なぜ、いつもこの時間に団長室の前の廊下にいるのかと、一度だけ尋ねた事がある。
“朝の自主訓練の帰りだ。”と、モーゼスは笑いながら言っていたが、本当は友達のいない私を気遣い、毎朝廊下を通る私を待っていてくれていた事に…何となくだが気付いていた。

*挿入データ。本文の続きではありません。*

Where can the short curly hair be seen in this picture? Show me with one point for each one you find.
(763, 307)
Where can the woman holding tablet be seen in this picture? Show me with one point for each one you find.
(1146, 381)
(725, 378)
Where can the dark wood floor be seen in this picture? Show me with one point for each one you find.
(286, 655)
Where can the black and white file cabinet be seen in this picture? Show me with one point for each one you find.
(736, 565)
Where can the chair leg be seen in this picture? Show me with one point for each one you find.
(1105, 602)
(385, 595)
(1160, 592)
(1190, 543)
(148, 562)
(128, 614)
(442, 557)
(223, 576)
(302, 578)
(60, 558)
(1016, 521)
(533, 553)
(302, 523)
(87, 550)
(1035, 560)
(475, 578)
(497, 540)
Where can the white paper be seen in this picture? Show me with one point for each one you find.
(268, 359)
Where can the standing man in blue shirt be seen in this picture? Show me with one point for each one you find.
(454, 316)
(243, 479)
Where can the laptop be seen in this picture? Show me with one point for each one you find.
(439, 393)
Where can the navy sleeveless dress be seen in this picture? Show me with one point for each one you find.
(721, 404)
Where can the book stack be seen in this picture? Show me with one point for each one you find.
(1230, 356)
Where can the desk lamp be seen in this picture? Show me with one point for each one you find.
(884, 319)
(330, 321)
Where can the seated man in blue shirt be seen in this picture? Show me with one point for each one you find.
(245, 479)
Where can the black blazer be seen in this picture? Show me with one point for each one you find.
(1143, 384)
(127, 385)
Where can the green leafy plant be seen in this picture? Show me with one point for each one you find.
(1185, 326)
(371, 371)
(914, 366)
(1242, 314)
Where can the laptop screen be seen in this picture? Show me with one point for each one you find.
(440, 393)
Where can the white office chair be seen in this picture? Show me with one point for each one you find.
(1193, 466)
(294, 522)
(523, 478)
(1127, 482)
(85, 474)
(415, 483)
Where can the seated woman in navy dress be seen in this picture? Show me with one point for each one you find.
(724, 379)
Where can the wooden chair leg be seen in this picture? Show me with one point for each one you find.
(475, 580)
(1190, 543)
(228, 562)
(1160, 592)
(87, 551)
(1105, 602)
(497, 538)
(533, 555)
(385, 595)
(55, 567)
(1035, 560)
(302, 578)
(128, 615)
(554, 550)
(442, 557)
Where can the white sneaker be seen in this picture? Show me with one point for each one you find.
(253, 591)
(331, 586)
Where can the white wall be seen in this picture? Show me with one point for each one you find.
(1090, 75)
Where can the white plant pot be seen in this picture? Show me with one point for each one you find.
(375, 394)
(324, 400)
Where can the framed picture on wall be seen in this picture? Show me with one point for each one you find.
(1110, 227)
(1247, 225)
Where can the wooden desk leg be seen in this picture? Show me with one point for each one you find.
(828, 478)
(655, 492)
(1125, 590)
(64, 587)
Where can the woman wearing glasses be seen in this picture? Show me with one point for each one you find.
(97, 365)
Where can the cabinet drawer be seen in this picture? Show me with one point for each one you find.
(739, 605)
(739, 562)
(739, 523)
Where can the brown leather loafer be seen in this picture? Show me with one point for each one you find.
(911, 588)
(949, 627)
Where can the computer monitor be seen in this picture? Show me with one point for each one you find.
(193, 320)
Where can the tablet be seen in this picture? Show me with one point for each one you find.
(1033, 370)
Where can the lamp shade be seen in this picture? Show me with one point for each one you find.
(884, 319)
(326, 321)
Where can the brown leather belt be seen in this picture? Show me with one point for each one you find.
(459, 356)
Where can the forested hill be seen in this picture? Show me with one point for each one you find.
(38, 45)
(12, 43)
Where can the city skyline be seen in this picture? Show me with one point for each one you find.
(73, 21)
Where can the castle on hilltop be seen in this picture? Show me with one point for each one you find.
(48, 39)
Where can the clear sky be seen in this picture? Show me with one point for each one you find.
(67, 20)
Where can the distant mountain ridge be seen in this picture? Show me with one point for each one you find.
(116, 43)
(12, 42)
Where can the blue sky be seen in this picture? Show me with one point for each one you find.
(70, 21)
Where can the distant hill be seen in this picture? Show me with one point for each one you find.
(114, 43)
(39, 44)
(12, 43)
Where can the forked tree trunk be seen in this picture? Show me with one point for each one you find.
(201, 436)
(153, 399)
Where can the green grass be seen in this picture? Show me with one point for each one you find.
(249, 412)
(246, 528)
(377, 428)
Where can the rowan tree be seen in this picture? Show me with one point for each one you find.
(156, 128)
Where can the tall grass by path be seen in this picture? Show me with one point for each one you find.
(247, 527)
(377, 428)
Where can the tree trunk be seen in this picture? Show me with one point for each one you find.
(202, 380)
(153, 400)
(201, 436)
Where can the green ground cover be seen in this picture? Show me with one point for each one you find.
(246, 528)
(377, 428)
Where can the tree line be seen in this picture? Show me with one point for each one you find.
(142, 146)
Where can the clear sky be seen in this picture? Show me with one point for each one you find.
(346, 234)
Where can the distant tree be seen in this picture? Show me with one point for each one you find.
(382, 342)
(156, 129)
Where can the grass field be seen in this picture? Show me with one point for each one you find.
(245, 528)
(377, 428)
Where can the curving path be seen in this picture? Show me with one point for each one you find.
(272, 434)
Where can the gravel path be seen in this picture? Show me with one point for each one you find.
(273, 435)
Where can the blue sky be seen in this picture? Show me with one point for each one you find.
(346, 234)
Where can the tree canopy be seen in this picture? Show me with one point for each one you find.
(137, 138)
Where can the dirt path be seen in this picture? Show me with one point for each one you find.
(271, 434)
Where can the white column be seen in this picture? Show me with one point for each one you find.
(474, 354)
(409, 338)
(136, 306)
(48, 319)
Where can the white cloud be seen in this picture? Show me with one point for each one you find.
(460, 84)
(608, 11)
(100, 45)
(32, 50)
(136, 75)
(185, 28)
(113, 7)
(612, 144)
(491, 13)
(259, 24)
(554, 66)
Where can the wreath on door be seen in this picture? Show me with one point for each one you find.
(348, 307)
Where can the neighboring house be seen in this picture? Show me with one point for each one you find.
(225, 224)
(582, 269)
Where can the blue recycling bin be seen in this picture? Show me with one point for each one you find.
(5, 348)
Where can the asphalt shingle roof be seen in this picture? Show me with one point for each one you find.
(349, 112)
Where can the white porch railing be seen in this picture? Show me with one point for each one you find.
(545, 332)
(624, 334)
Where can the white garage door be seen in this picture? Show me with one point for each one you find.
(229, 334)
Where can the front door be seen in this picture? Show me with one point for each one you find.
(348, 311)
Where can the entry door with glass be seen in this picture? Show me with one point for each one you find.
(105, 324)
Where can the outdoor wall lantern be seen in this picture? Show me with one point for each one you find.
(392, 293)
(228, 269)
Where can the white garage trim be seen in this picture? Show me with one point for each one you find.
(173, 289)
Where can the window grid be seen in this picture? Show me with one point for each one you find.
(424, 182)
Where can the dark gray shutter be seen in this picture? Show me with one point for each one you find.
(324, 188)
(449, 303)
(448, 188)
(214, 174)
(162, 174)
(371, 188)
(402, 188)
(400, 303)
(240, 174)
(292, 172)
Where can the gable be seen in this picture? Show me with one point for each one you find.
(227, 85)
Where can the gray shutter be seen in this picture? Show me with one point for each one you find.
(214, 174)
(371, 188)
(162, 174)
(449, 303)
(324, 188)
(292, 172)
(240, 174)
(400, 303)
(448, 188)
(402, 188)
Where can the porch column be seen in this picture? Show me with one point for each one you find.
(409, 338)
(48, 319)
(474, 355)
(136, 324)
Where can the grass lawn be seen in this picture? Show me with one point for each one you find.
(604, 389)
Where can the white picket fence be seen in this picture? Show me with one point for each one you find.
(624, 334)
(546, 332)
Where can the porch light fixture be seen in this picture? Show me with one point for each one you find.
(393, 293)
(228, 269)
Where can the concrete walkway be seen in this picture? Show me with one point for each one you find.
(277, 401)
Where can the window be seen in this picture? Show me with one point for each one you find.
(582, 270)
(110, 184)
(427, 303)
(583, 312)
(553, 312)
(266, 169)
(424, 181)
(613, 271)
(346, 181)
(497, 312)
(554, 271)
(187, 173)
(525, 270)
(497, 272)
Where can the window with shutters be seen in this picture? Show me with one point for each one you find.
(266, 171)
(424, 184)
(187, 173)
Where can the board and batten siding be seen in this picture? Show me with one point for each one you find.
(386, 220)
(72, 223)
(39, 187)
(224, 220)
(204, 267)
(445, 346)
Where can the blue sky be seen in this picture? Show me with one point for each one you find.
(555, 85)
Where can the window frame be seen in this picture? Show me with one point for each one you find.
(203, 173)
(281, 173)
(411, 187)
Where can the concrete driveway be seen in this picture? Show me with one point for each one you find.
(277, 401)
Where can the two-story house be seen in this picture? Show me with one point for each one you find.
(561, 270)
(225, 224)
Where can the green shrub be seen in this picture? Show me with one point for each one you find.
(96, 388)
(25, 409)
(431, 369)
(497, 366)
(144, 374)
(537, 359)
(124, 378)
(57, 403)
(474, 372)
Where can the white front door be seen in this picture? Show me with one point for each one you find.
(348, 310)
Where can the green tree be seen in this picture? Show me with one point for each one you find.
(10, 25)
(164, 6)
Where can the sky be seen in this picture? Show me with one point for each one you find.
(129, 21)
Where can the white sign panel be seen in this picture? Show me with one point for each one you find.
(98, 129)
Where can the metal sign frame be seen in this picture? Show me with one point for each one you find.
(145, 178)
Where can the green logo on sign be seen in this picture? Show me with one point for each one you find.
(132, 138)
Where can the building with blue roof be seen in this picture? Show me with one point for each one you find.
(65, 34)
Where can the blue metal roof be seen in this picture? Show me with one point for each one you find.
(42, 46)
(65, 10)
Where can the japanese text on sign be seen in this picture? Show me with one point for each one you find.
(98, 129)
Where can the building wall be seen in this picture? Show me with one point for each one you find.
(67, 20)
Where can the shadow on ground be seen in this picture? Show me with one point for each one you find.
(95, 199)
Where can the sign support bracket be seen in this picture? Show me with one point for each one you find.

しかし、そんなモーゼスを“友達”だと感じる事は一度も無かった。
毎朝の日課となった、モーゼスとの取り留めのない会話。
決して嫌では無かったが、どこかで私はモーゼスと一定の距離を保とうとしていたのだと思う。
いつからだろうか…。
あれは、ここで暮らす者達が、“調査兵団”と呼ばれる組織である事を知った頃だろうか。
それとも、“壁外調査”と呼ばれる壁外の探索活動が、調査兵団により行われているという事を知った時だっただろうか…。
私は気付いてしまっていたのだ。
私が調査兵団本部で暮らすようになってからの5年間に、兵士達の顔ぶれが大きく変わった事に。
キースや父、そしてメラニーをはじめ、大勢の兵士達が壁外へと向かう度、数日後の帰還時にはそのほとんどが戻らないという事に。
友達になったって、いつ死ぬか分からないじゃないか。
“友達は大切だ”とか、“友達を大事にしなさい”だとか…そんな事を子供に教えるには、ここでは人が死にすぎていたのだ。